会長声明

2010/12/27

最高検による検証結果・再発防止策報告書に関する会長声明

2010年(平成22年)12月27日
第二東京弁護士会 会長 栃木敏明
10(声)第11号

 厚生労働省元局長の無罪事件及び大阪地検特捜部によるフロッピーディスク(FD)改ざん・犯人隠避事件に関して検証を行っていた最高検察庁は、12月24日、検証結果と再発防止策をまとめた報告書を公表した。

 最高検による個別事件の検証報告は、志布志事件、氷見事件、足利事件に続き、本件が4件目の事例である。最高検が無罪判決が出される毎に検証を繰り返している事実は、いわば身内による検証の限界を示している。本報告書においても、大阪地検特捜部による捜査の問題点として、自ら想定した事件の構図と矛盾する消極証拠を軽視したまま起訴がなされたこと、誘導などによって客観的証拠と合わない供述調書が作られたこと等が指摘され、また、証拠に基づき見立てを変更するなど適切な指導や決裁のあり方を周知徹底する等9項目にわたる再発防止策が提言されている。しかし、その一部はこれまでの検証において指摘されてきたものであり、むしろ、今求められているのは、かかる事態が繰り返し引き起こされる原因を端的に指摘し、抜本的にこれを是正する再発防止策を打ち出すことである。

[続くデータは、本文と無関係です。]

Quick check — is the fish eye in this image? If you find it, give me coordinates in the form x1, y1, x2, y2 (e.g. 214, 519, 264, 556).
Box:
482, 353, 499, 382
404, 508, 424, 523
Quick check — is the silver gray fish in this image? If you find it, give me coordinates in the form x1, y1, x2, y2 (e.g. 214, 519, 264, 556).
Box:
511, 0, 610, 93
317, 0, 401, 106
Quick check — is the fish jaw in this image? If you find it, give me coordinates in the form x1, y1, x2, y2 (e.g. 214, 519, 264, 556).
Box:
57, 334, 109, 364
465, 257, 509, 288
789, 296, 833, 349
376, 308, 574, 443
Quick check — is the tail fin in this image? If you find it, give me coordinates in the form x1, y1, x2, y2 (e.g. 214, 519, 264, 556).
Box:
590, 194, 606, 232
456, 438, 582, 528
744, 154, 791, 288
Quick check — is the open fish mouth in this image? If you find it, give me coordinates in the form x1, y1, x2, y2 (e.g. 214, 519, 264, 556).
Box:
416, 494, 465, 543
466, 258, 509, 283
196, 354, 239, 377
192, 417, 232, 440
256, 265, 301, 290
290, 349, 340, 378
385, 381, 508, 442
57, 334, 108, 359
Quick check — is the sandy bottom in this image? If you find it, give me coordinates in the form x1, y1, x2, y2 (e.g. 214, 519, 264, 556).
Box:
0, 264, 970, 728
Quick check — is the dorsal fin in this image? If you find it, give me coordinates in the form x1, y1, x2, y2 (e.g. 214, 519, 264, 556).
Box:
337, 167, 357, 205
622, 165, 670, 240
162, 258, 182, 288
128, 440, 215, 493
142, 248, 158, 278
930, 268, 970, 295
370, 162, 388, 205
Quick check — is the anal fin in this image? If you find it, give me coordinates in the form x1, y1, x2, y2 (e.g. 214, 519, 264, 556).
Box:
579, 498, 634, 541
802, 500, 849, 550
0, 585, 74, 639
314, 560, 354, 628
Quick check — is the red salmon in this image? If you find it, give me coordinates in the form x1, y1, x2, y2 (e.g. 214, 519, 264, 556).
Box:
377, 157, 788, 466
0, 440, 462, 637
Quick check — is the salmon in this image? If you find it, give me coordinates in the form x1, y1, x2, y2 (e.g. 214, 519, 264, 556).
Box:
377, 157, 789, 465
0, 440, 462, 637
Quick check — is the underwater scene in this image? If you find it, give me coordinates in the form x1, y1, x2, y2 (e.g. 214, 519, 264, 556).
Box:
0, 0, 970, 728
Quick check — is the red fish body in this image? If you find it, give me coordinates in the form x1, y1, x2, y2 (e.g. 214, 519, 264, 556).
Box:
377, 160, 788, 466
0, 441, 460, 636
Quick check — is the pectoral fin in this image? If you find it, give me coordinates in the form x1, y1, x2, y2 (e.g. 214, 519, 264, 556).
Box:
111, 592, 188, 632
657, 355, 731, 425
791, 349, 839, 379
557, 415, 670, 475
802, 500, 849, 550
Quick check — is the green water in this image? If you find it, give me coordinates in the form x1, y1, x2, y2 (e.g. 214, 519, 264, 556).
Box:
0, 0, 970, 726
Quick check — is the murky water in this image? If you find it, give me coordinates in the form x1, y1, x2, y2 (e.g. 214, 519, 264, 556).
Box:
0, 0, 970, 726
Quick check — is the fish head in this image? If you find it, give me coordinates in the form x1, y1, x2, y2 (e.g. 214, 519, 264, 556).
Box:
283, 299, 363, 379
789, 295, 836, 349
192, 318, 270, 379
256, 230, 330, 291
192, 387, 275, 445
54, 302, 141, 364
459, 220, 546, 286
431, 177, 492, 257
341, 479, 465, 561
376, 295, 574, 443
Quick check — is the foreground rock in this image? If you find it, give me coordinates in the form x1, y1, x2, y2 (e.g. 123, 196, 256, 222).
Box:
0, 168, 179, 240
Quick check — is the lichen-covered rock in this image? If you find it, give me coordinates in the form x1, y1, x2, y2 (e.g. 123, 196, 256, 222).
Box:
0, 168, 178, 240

 私たちは、特捜部事件に限らず、死刑事件を含む冤罪事件の構造的な原因を抜本的に是正するために、取調べ全過程の可視化及び検察官手持証拠の全面的開示の実現が必要不可欠であることを繰り返し主張してきた。本件でも、取調べの全過程が可視化されていれば、誘導による虚偽自白を得ることはできず、また、証拠の全面開示がなされていれば、消極証拠の軽視も防ぐことができたであろう。
 折しも、今般、本件とは別の大阪地検特捜部の検事が、警察作成の捜査報告書から被疑者のアリバイ発言に関する部分を削除するよう求めて、改めて捜査報告書を作成させていたことが明らかになった。これも警察段階における取調べが可視化されていれば、捜査報告書の書換えは無意味に帰していたはずであり、また、証拠の全面開示がなされていれば、早期に捜査報告書改ざんの事実が判明していたはずである。

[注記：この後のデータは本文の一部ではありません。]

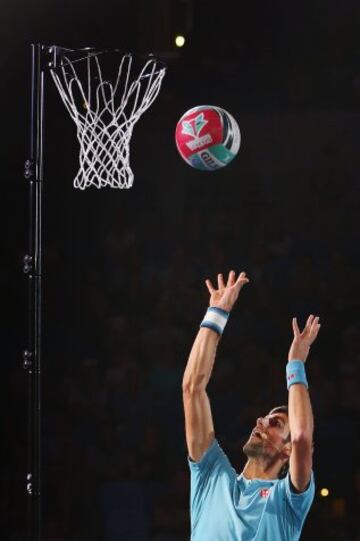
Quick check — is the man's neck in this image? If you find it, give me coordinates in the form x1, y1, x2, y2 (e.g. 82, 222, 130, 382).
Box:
242, 458, 279, 479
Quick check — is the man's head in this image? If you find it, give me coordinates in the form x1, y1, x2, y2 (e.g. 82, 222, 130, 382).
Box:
243, 406, 291, 478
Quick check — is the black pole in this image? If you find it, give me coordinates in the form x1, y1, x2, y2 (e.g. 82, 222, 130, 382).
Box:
23, 44, 44, 541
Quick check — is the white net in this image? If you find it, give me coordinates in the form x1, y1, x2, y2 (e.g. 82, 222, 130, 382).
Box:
51, 53, 166, 190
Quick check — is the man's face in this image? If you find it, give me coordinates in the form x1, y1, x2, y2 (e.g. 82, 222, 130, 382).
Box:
243, 412, 290, 458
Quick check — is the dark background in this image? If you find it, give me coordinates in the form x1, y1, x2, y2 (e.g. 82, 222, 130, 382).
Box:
0, 0, 360, 541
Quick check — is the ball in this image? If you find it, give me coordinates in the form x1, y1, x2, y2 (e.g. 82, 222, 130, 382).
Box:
175, 105, 241, 171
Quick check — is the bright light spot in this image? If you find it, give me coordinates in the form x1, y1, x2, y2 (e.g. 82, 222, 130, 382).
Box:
175, 36, 185, 47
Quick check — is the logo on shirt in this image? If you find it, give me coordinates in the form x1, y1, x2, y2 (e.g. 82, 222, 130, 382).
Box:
260, 488, 270, 498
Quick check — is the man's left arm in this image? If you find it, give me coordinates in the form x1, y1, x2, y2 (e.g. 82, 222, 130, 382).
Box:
287, 315, 320, 492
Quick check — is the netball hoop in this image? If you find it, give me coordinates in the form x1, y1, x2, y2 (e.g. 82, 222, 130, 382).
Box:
23, 43, 166, 541
50, 47, 166, 190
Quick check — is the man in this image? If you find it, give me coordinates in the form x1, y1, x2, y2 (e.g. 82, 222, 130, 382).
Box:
183, 271, 320, 541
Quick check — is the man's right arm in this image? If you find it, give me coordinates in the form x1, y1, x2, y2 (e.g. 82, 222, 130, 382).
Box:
182, 327, 220, 462
182, 271, 249, 462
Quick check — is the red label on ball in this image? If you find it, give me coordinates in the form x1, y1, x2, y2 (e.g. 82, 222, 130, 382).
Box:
175, 107, 223, 159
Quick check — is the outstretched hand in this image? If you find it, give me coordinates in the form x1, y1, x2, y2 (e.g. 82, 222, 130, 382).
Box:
288, 315, 320, 362
205, 271, 249, 312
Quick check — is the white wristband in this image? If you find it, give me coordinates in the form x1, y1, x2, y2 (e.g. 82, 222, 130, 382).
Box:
200, 306, 230, 335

 また、本報告書では、再発防止策の一つとして、特捜部担当の身柄事件について、被疑者の取調べの録音・録画を試行することが提案されている。これは、自白した後の調書読み聞かせ部分などに限って一部録音・録画することを予定しているものであり、取調べの核心部分を継続的に録画しておらず、取調べの適正化を担保できないものである。この点、メディアの一部はこれを「一部可視化」と評しているが、その表現は適切さを欠くものであり、弁護士会が主張している「可視化」とは全く異質な制度であるというべきである。また、取調べの全過程の可視化は、特捜部以外の検察庁及び警察の取調べにおいても同時に実現されなければならない。

 「検察の在り方検討会議」は、これまで合計3回の会議が開かれたが、本報告書の提出を受けて、2011年1月からは毎週1回のペースで本格的な会議が開かれる予定である。
 同会議は、今回の大阪地検特捜部における一連の事態を受けて、幅広い観点から抜本的な検討を加え、有効な改革策について提言することを目的として設置されたものであるから、刑事司法を抜本的に改革すべく、取調べの全過程の可視化及び検察官手持証拠の全面的開示の各実現に向けた改革提言を行うよう改めて強く求めるものである。